The Key
Page 11
They always say that, don’t they? “Shots rang out.” But shots don’t actually “ring;” they explode.
Blam blam blam!
A man in the natty uniform of the gendarmes was calmly firing up at the second Gudridan’s head even as the first tottered like a felled tree in a national forest.
It seemed to take forever for the first monster to fall, and all the while, blam blam blam continued, accompanied by stabs of bright orange.
Brave gendarme.
Unfortunately, bullets don’t matter much to Gudridan.
As the first of the monsters hit the ground so hard that stopped cars jumped from the impact, the second Gudridan snatched up the policeman, opened its hideous jaws, and bit off the top half of his body.
For a terrible, frozen moment, Mack just stared.
It was the most awful thing he had ever seen. And it was somehow his fault.
Mack climbed out of the car.
The Gudridan, still standing, red fur even redder from its gruesome meal, almost smiled at him.
“Gope-ma et stib-il belast!” Mack snarled.
Sometimes terror kind of shuts off your brain.
Other times it focuses your thoughts.
Mack had just crossed the line into focused. Very focused.
The Gudridan’s red fur began to turn black in patches. The monster noticed, held up an arm to examine it, and seemed almost to whimper.
Its fur faded from red to pink, but what mattered was the creeping black growth that spread over the monster, here, there, surrounding and then absorbing fur now gone white, seeming to eat it up.
Eating then into the skin beneath the fur.
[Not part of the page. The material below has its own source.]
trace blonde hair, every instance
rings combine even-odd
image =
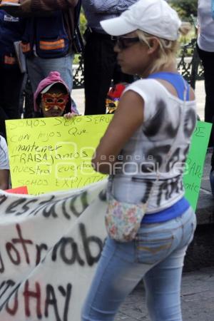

The Gudridan hollered in incoherent terror, and Mack thought, Yeah. Yeah, that’s what I can bring. I can bring rot and make you die, monster! I can do that.
It was like watching time-lapse videography of an orange being consumed by mold.
The creature’s fur was gone, replaced by the creeping mold. Its arms withered. Its legs were pins. It fell facedown across several cars.
The other monster, the one Mack had smashed with the car, began backpedaling frantically.
It had never seen such a thing. It had never seen one of its kind brought down by a skinny, curly-haired child spouting an ancient, forgotten language.
More gendarmes and regular cops were arriving in a festival of flashing blue lights and frantic sirens. More gunfire. The Paris night was a battlefield.
Mack ran to the rail and saw that Dietmar had swum to the far bank and was painfully hauling himself up onto the slick, wet stones.
“Everyone!” Mack yelled in a voice that was approximately one-millionth as strong as a bellowing Gudridan. “Come on!”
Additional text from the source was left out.